The LOGOS is not what he says, but
a principle that governs everything that comes to be or happens,
even if people don't understand it when he tries to explain it to them.
And that they don't understand is a constant refrain in the book.
Our quote from the opening ends by contrasting Heraclitus' own insight
with the stupidity of other people who fail to notice what they do when awake.
Just as they forget what they do while asleep.
Heraclitus regularly appeals to the distinction between sleeping and
waking experience to make the point that those who do not understand
the Logos are like sleepers who mistake their dreams for reality.
So Heraclitus is giving a wake up call,
inviting us to understand the true reality behind our experiences.
That reality is expressed in the LOGOS.
But what does the LOGOS say?
Nothing very straightforward, obviously, or else it wouldn't be so hard for
us to get.
The closest thing we have to a clear statement of the LOGOS is in fragment B50.
Llisten not to me but
to the LOGOS; it is wise to agree that all things are one.
Now when he says don't listen to me but
to the LOGOS, he means look I'm not making this up.
When he says it is wise to agree that all things are one,
he is telling us what the LOGOS says.
So, the LOGOS is that all things are one.
But what does that mean, that there is only one thing?
How could that be true?
I'm here, you're here, and that makes at least two things.
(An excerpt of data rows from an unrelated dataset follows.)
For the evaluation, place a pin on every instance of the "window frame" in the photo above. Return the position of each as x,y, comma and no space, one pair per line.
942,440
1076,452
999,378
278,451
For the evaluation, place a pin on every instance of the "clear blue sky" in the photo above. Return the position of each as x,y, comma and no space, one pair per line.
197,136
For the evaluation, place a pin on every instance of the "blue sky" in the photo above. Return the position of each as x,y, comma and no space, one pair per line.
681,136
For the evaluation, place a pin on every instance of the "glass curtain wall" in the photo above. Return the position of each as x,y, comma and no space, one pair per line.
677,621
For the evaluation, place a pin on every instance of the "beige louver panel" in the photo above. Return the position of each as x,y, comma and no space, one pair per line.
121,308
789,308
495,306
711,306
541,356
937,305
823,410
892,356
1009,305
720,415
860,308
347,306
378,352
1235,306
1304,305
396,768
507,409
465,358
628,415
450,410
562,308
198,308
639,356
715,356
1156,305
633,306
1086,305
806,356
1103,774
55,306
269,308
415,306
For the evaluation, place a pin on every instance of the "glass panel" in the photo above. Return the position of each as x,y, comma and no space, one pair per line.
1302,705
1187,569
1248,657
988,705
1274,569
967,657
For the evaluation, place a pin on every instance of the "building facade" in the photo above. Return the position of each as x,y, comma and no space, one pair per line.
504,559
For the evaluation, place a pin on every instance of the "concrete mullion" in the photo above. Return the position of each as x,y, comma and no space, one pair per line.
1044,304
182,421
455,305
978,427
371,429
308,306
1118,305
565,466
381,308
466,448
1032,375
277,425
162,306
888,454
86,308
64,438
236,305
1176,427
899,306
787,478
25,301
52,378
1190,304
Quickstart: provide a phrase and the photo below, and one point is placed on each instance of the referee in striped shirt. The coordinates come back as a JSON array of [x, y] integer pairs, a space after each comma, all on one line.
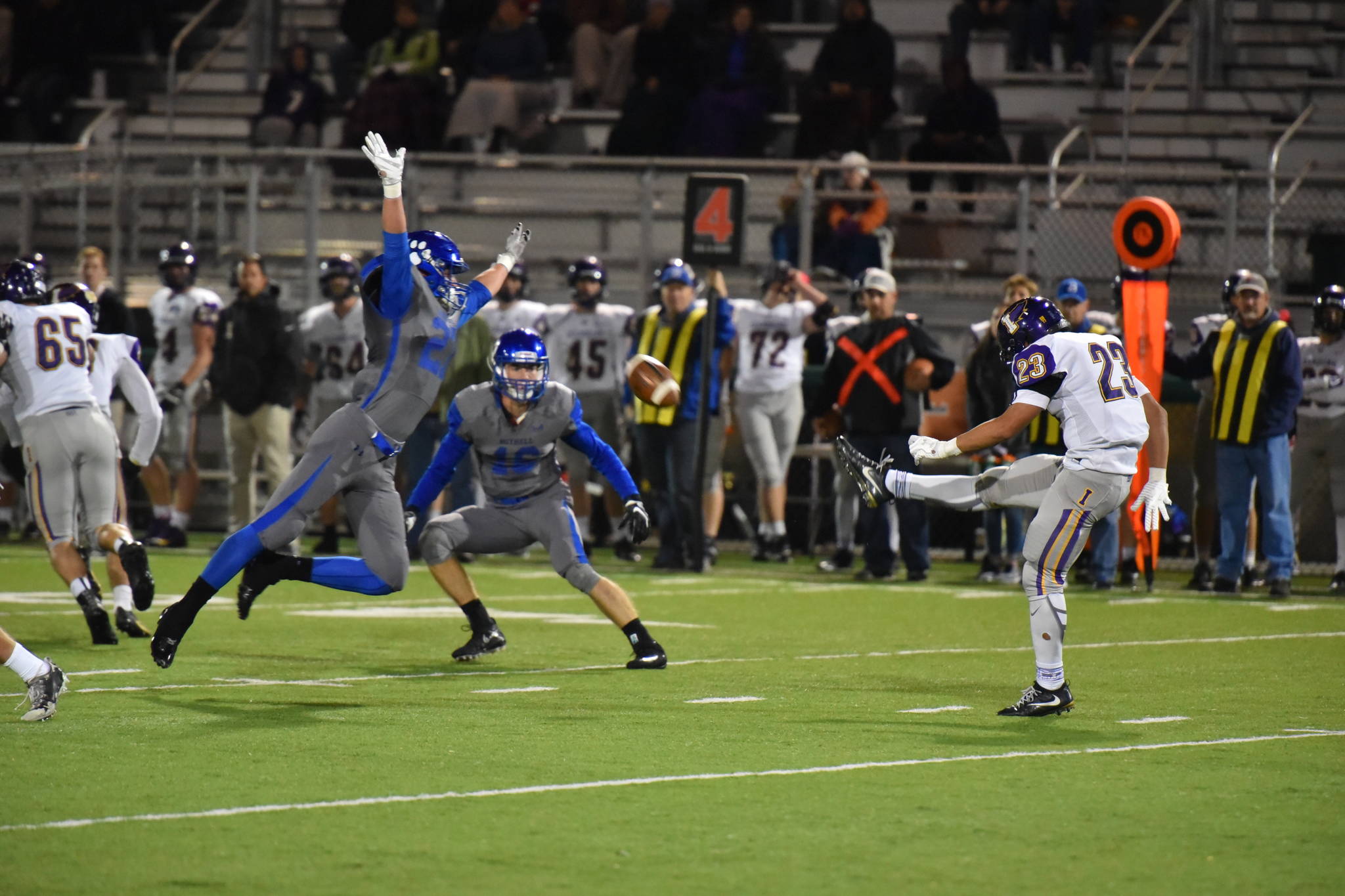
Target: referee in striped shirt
[[1258, 385]]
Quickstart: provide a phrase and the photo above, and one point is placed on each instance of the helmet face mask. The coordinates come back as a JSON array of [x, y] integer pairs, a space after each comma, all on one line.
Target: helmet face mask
[[1024, 323], [521, 349], [1329, 312]]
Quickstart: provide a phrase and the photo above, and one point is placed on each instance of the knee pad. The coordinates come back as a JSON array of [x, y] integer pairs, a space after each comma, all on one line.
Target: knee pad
[[439, 539], [581, 575]]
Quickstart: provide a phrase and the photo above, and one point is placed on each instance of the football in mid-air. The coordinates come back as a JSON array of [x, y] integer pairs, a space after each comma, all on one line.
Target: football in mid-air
[[651, 382], [917, 375]]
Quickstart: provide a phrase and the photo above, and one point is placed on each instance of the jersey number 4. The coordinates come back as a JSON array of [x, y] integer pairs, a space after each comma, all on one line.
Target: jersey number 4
[[51, 350], [1107, 356]]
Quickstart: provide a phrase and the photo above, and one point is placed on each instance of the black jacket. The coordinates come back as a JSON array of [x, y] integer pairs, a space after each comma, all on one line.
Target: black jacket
[[255, 355], [868, 406]]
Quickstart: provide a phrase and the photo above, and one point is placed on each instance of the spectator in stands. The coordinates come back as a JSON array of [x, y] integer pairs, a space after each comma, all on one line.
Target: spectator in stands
[[848, 244], [255, 373], [604, 45], [979, 15], [362, 24], [865, 382], [292, 106], [1076, 19], [1251, 427], [401, 97], [962, 125], [49, 65], [990, 391], [741, 75], [654, 114], [849, 95], [114, 314], [508, 97]]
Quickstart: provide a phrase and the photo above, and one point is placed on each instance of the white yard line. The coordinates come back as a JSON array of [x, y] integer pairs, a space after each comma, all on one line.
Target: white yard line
[[635, 782], [921, 652]]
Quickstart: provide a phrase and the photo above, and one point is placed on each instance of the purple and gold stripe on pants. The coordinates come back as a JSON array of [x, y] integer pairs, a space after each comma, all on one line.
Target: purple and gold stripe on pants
[[1059, 547]]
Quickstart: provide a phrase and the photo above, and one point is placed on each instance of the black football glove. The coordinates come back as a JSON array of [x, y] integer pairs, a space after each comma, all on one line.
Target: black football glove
[[173, 398], [636, 521]]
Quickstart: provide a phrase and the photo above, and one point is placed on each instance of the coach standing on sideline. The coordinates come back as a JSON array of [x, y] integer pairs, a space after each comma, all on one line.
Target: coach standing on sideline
[[1258, 385], [865, 379], [255, 375]]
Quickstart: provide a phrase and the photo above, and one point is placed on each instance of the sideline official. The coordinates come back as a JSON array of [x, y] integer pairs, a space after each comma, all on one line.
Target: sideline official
[[865, 381]]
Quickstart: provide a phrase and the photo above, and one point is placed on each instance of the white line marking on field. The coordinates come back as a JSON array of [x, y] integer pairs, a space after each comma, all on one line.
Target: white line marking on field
[[102, 672], [441, 612], [635, 782], [718, 660]]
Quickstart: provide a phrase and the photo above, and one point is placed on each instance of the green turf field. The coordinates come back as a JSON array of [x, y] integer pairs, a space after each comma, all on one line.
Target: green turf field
[[330, 746]]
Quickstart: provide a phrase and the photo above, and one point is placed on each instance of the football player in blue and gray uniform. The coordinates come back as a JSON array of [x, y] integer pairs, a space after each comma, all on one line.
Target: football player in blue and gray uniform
[[413, 307], [513, 425]]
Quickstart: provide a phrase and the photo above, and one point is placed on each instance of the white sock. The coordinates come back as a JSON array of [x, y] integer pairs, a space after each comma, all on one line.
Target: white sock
[[1047, 618], [26, 666]]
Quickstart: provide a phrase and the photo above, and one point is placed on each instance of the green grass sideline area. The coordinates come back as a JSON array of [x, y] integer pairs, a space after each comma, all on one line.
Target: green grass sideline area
[[330, 744]]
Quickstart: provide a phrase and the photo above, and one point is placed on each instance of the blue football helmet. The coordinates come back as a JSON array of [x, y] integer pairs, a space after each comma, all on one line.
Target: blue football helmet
[[77, 293], [1025, 322], [436, 257], [677, 272], [521, 347], [341, 265], [23, 284], [1329, 310]]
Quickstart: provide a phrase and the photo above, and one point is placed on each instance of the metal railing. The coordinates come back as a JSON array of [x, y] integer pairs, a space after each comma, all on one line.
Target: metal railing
[[1275, 202], [1129, 108]]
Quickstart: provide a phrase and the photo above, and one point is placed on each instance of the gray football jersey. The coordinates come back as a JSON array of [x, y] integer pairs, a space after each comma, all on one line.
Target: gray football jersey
[[516, 459], [409, 356]]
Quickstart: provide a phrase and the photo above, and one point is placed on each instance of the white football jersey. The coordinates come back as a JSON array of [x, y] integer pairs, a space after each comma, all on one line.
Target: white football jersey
[[1084, 381], [770, 344], [174, 316], [518, 314], [1200, 331], [116, 364], [337, 349], [49, 358], [1321, 399], [588, 349]]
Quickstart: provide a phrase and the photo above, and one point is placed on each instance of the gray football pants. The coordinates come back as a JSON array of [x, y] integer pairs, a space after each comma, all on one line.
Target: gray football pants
[[499, 530]]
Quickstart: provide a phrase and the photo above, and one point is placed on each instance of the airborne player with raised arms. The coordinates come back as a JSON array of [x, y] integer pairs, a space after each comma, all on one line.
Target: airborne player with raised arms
[[413, 307]]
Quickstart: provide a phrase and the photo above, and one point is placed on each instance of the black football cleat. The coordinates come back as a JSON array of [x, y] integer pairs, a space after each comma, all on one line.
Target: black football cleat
[[649, 656], [1039, 702], [868, 475], [173, 628], [263, 571], [131, 626], [135, 561], [100, 628], [481, 644]]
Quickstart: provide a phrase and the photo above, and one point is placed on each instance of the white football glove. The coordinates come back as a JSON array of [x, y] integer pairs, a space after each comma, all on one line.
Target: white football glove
[[389, 165], [514, 246], [1153, 498], [925, 448]]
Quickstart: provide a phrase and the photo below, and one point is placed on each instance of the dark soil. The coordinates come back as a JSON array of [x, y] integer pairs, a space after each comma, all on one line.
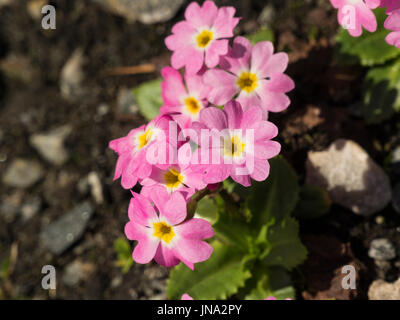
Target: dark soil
[[320, 113]]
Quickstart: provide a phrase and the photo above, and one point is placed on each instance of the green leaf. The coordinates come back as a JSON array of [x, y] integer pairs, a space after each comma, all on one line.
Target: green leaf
[[314, 202], [275, 198], [124, 254], [370, 48], [266, 282], [382, 92], [148, 97], [285, 248], [217, 278], [264, 34], [207, 209]]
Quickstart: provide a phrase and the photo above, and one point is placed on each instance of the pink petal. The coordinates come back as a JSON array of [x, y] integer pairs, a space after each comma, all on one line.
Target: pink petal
[[194, 180], [238, 58], [272, 100], [195, 229], [244, 180], [266, 149], [234, 114], [223, 86], [213, 118], [159, 197], [277, 63], [166, 257], [248, 101], [260, 170], [140, 210], [172, 87], [216, 49], [251, 117], [189, 57], [368, 19], [225, 22], [279, 82], [146, 248], [175, 209], [194, 251], [216, 173], [196, 86]]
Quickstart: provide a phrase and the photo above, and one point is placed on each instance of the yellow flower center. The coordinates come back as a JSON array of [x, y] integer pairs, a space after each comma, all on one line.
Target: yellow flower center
[[192, 105], [145, 138], [173, 179], [247, 81], [233, 146], [163, 231], [204, 38]]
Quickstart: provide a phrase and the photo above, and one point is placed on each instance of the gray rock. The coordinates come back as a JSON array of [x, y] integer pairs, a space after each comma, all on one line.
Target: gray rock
[[396, 198], [62, 233], [382, 249], [50, 145], [18, 68], [147, 12], [350, 176], [23, 173], [382, 290], [126, 102], [72, 76], [30, 208]]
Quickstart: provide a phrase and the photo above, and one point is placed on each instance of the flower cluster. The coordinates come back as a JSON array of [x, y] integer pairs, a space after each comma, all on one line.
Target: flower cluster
[[357, 14], [213, 125]]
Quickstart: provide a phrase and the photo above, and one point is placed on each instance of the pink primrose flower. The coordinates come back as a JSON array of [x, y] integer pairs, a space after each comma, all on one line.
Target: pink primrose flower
[[131, 149], [183, 103], [391, 5], [159, 226], [181, 176], [202, 37], [238, 144], [356, 14], [393, 23], [253, 74]]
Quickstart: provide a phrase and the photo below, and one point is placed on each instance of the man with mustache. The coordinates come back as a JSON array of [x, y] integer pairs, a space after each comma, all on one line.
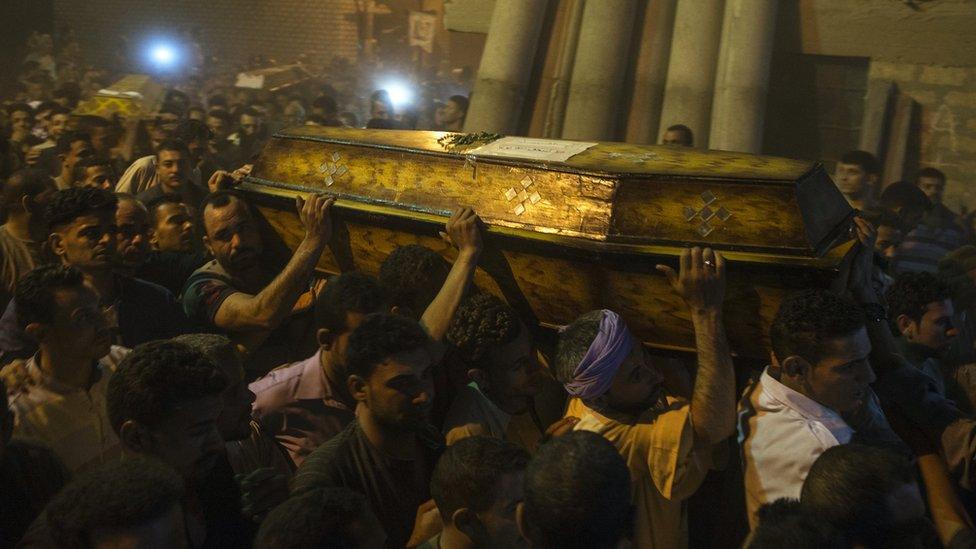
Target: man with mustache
[[816, 393], [84, 234], [173, 169], [63, 406], [389, 450], [165, 401], [166, 243], [922, 313], [619, 394], [241, 295]]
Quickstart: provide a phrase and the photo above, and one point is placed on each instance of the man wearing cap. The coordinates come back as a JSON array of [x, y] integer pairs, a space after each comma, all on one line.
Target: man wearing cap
[[617, 393]]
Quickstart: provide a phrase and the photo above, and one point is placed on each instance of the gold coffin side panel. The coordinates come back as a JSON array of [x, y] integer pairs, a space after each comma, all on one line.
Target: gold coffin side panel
[[590, 239]]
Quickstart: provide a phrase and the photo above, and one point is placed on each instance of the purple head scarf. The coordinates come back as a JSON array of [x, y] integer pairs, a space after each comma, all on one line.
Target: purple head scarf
[[608, 351]]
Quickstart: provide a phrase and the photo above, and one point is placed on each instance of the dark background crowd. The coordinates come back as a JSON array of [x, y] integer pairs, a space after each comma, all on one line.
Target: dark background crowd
[[171, 380]]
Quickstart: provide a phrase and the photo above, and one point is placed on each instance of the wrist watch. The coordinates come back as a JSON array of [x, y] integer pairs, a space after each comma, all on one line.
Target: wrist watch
[[874, 312]]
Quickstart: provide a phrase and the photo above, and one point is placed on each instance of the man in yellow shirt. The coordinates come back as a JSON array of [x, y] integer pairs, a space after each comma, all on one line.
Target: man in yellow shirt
[[617, 393]]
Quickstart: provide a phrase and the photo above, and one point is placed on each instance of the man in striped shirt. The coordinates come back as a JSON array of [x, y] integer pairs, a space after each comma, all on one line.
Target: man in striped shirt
[[937, 234]]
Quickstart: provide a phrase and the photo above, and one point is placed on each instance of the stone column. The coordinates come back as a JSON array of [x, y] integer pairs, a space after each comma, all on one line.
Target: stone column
[[691, 68], [506, 65], [742, 79], [651, 72], [602, 56]]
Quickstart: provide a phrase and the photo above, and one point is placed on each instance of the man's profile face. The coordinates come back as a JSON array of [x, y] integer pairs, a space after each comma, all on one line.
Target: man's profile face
[[249, 124], [133, 238], [188, 439], [841, 379], [57, 126], [217, 128], [499, 529], [853, 180], [79, 149], [933, 187], [514, 376], [935, 329], [89, 242], [164, 126], [232, 236], [100, 177], [889, 238], [675, 137], [103, 139], [400, 390], [172, 168], [20, 120], [637, 386], [80, 327], [340, 342], [173, 231]]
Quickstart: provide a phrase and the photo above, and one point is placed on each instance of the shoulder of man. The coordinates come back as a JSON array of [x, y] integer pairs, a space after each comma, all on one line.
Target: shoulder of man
[[277, 387], [329, 464]]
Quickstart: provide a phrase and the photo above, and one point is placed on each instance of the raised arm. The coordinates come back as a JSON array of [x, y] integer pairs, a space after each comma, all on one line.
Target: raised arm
[[701, 283], [861, 287], [464, 231], [242, 312]]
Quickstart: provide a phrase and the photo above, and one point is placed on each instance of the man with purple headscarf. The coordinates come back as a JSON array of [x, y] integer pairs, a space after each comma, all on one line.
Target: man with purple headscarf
[[616, 392]]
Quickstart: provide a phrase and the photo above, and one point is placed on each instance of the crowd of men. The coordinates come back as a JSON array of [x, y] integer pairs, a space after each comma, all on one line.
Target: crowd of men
[[169, 381]]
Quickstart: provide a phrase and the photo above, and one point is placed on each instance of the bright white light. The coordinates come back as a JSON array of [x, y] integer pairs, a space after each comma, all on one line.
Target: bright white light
[[162, 54], [400, 93]]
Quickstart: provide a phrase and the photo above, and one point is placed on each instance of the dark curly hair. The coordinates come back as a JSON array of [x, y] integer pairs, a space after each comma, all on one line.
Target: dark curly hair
[[34, 295], [352, 292], [412, 275], [70, 204], [577, 494], [849, 486], [467, 472], [122, 494], [323, 517], [911, 294], [807, 319], [482, 323], [573, 344], [155, 378], [28, 182], [379, 337]]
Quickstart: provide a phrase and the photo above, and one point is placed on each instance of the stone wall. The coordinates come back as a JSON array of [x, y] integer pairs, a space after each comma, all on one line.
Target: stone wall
[[947, 96], [233, 29]]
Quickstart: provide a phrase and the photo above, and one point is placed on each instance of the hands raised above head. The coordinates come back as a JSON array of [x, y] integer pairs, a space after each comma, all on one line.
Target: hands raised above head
[[463, 230], [700, 279], [316, 215]]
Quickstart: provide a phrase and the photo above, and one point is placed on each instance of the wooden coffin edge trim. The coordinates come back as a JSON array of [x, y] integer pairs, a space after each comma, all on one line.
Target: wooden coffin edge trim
[[518, 162], [261, 189]]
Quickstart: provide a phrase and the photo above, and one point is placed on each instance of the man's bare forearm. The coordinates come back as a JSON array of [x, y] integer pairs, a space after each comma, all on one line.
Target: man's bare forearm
[[437, 318], [267, 309], [713, 401]]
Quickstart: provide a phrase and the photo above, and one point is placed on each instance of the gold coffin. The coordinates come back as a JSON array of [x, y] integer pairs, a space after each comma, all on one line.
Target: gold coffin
[[273, 78], [568, 237], [134, 95]]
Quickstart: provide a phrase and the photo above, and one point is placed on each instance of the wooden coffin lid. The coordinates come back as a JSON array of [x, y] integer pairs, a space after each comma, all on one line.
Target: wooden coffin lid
[[637, 197]]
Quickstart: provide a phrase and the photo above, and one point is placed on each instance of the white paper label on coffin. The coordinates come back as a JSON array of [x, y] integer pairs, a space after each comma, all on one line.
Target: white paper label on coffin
[[548, 150]]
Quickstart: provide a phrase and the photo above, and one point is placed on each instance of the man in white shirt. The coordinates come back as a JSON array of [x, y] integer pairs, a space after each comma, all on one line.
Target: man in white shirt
[[819, 370]]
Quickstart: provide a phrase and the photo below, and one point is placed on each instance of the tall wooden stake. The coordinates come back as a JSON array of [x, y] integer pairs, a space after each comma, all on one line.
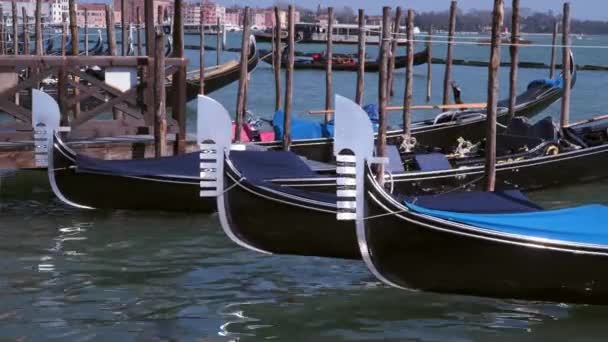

Or, will Heraclitus roll his eyes at this objection and
say that's just the sort of response you'd get from people who can't tell that they
are dreaming rather than awake.
You see inviting us to wake up and realize that there really is no difference between
the things that seem pretty obviously different and distinct to us.
Well, at least for some things, yes.
For instance, here's some more quotes.
The road up and the road down are the same, hint.
The track of writing is both straight and crooked.
That's one of my favorites.
The beginning and the end are common on the circumference of a circle.
These are just a few of the many fragments in which Heraclitus proclaims
what people call the unity of opposites.
Now we might say, okay, so what's the big deal?
The same thing can have opposite properties depending on your frame of
reference.
What's so hard to understand about that?
But consider another unity that Heraclitus invokes when he castigates Hesiod as,
quote, a man who could not recognize day and night, for they are one.
What does it mean to say that day and night are one?
When it's day here, it's night in Australia?
My apologies to anyone who is taking this course from Australia.
More likely, he meant that day and night are different phases of the same thing,
where that thing is the complex system comprising the Earth,
the Sun, and the other celestial bodies.
Even though night and day are completely opposite in our experience of them,
as different as night and day, as we would say,
we can understand them as expressions of a deeper underlying regularity.
On this way of understanding Heraclitus' Logos, his point in claiming
that all things are one is not to deny that there is multiplicity and
variety in the world, but rather,
to insist that there is an underlying order to that multiplicity and variety.
This is what is not obvious.
And what most people, the sleepers fail to see.